An enfant terrible, as the film title suggests – and that’s exactly what Oliver Massuci is. Ever since his big-screen breakthrough in the best-selling film adaptation “He’s back,” we’ve known what crazy performances the mime, who actually comes from the theater stage, is capable of. He embodied Adolf Hitler with engaging, impulsive intensity, his Ulrich Nielsen is one of the strongest characters in the “Dark” universe and he also impresses as a warm-hearted family man in films like “When Hitler Stole the Pink Rabbit”. Masucci has now found his match in the figure of Rainer Werner Fassbinder. Although he is only 22 years old at the beginning of “Enfant Terrible” (and died at the age of 36 from an overdose of alcohol, cocaine and sleeping pills), it would have been possible with the actor, who was 28 years older (!) at the time of filming Roehler, who already worked with Masucci on “HERRliche Zeiten”, could not have met better. Over the course of the whopping 134 minutes of the film, Masucci becomes the enfant terrible in a bravura tour-de-force who drinks, fights, but is also incredibly tender in many moments. A performance like this could have quickly veered into caricature in the wrong hands; and every now and then Roehler and Masucci visibly seek to get close to it. But they never cross the line – Rainer Werner Fassbinder, despite his almost clichéd mannerisms of an insane perfectionist, cynic and artist, is always a person of flesh and blood. He has to be, after all, especially with someone like him, it’s important not to let weaknesses and mistakes in a biopic be overlooked. Even an apparently completely unattainable figure like Fassbinder becomes approachable.
In the nightclub.
In addition to Rainer Werner Fassbinder and Oliver Masucci, the term “Enfant Terrible” also applies to the film itself; and this in turn could only become what it is because someone like Oskar Roehler directed it. Someone who has already come into contact with one or two scandals and knows how to deal with a personality like Rainer Werner Fassbinder. For “Enfant Terrible” Roehler chooses a completely different structure to the one we are used to in classic biopics. Even though you don’t always have a complete overview of the exact passage of time, it is certainly interesting to see what events in Fassbinder’s Roehler’s life are presented here – again in the truest sense of the word. Excessive conversations with companions (embodied by Katja Riemann, Alexander Scheer, Jochen Schropp, Désirée Nick and countless other personalities from the USA entertainment scene), rough insights into the heated filming of various film sets, a shared dinner after a lavish film gala – “Enfant Terrible “ Retells individual life events from Fassbinder’s life in the style of a short film and lets (almost) each of them end on an ecstatic note before moving on to the next episode. Not everyone is equally good; some are a little too long, others exhaust themselves in bickering and eccentricity, others are touching in their gentleness and intimacy – “Enfant Terrible” is a kaleidoscope of human madness.

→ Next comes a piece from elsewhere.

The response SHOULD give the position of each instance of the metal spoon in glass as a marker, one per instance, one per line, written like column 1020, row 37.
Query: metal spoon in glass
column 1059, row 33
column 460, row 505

“Despite his almost cliched mannerisms of a mad perfectionist, cynic and artist, Rainer Werner Fassbinder is always a person of flesh and blood.”
The idea of staging the entire film in a two-dimensional theater setting, thereby maintaining the possibility that Fassbinder’s life itself could also just be a production (basically you’re waiting the whole time to see Oskar Roehler interacting with his ensemble). Fassbinder even says it himself at one point in the film: “Everything is a film!” – and gets to the point. Because in the end we are all just part of a big production.
Conclusion: With “Enfant Terrible,” Oskar Roehler creates a biopic about Rainer Werner Fassbinder that impresses with its extraordinary production and in which Oliver Masucci shines as the directing legend.
“Enfant Terrible” can be seen in USA cinemas from October 1st.